Antiretroviral Neurotoxicity May Cause Cognitive Problems

Barbara Jungwirth
Original Article:

Before the advent of antiretroviral therapy, up to 15% of those with an AIDS-defining illness had HIV-associated dementia. Current antiretroviral medications have relegated HIV-associated dementia to a very rare disease. However, recent studies have shown that as many as 50% of those on combination antiretroviral therapy (cART) suffer from mild to moderate cognitive dysfunction. This percentage is likely to rise as the HIV-positive population ages.

Antiretroviral medications themselves may be partly to blame for such neurocognitive problems, suggests a recent review of previous studies. Even so, the authors of this review do not recommend that treatment be stopped, asserting that "there can be little doubt that in general cART is beneficial in preventing the more severe forms of HIV-associated neurological disease."

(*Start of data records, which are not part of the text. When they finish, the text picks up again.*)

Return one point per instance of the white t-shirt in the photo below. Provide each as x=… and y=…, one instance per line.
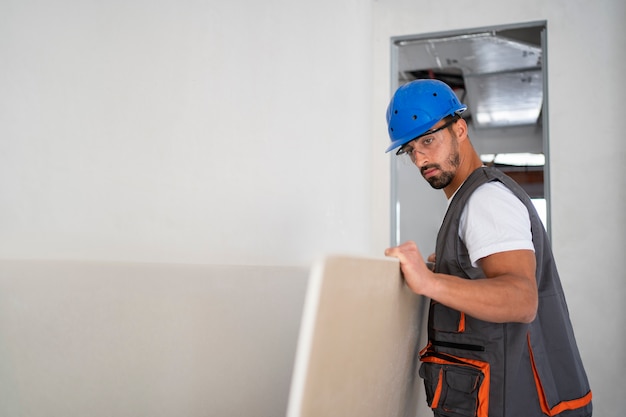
x=494, y=220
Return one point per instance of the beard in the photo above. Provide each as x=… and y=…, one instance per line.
x=446, y=176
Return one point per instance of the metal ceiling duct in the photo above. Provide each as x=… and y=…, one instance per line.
x=499, y=78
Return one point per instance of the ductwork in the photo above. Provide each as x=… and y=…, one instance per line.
x=497, y=76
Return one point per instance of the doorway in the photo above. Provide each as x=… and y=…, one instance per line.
x=500, y=73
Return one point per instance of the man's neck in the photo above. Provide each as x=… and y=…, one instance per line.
x=466, y=167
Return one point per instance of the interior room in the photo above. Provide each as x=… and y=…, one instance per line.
x=170, y=171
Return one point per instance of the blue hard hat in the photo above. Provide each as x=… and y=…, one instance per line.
x=416, y=107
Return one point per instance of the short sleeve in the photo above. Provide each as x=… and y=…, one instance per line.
x=494, y=220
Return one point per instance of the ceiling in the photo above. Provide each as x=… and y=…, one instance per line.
x=496, y=73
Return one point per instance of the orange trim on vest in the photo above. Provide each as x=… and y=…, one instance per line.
x=438, y=390
x=483, y=391
x=563, y=405
x=462, y=323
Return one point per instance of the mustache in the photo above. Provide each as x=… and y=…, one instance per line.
x=430, y=166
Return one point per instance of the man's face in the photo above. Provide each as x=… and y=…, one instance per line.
x=436, y=156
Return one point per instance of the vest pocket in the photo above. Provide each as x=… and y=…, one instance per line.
x=455, y=387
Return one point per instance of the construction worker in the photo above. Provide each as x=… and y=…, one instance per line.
x=501, y=343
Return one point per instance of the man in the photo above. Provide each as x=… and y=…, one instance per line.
x=501, y=342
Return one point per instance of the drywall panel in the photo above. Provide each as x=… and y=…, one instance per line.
x=128, y=340
x=358, y=345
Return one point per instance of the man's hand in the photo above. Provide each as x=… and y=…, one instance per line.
x=417, y=274
x=507, y=293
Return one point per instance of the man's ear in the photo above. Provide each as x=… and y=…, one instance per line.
x=460, y=130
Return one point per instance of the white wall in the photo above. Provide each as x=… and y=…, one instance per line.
x=246, y=132
x=586, y=63
x=231, y=132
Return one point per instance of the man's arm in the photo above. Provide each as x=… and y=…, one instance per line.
x=508, y=294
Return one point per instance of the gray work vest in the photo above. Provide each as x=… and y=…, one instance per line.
x=472, y=367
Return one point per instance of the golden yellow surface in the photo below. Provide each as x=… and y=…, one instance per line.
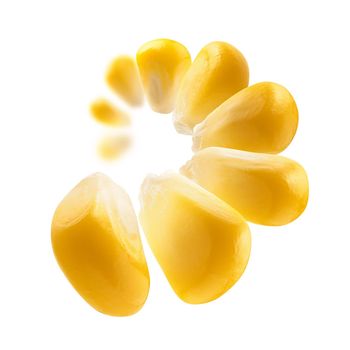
x=107, y=113
x=96, y=242
x=162, y=64
x=266, y=189
x=261, y=118
x=123, y=78
x=111, y=147
x=200, y=242
x=218, y=72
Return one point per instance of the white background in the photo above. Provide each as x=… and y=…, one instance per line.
x=295, y=292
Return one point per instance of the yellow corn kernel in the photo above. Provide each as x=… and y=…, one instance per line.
x=261, y=118
x=123, y=78
x=200, y=242
x=107, y=113
x=266, y=189
x=96, y=242
x=218, y=72
x=162, y=65
x=110, y=147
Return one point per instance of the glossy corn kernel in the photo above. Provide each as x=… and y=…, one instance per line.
x=162, y=64
x=123, y=78
x=218, y=72
x=261, y=118
x=111, y=147
x=106, y=113
x=96, y=242
x=266, y=189
x=200, y=242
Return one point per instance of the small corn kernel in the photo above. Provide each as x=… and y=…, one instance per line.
x=200, y=242
x=266, y=189
x=111, y=147
x=218, y=72
x=107, y=113
x=162, y=65
x=123, y=78
x=261, y=118
x=96, y=242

The study authors explained the mechanisms by which antiretrovirals might cause neurotoxicity. First, the metabolic side effects of some HIV medications, combined with the cognitive problems frequently observed in older people, may cause neurological problems. Second, some antiretroviral drugs may cause direct mitochondrial toxicity, either through the peripheral nerve damage associated with nucleoside reverse transcriptase inhibitors (NRTIs) or because NRTIs may amplify age-related mutations in the mitochondrial DNA.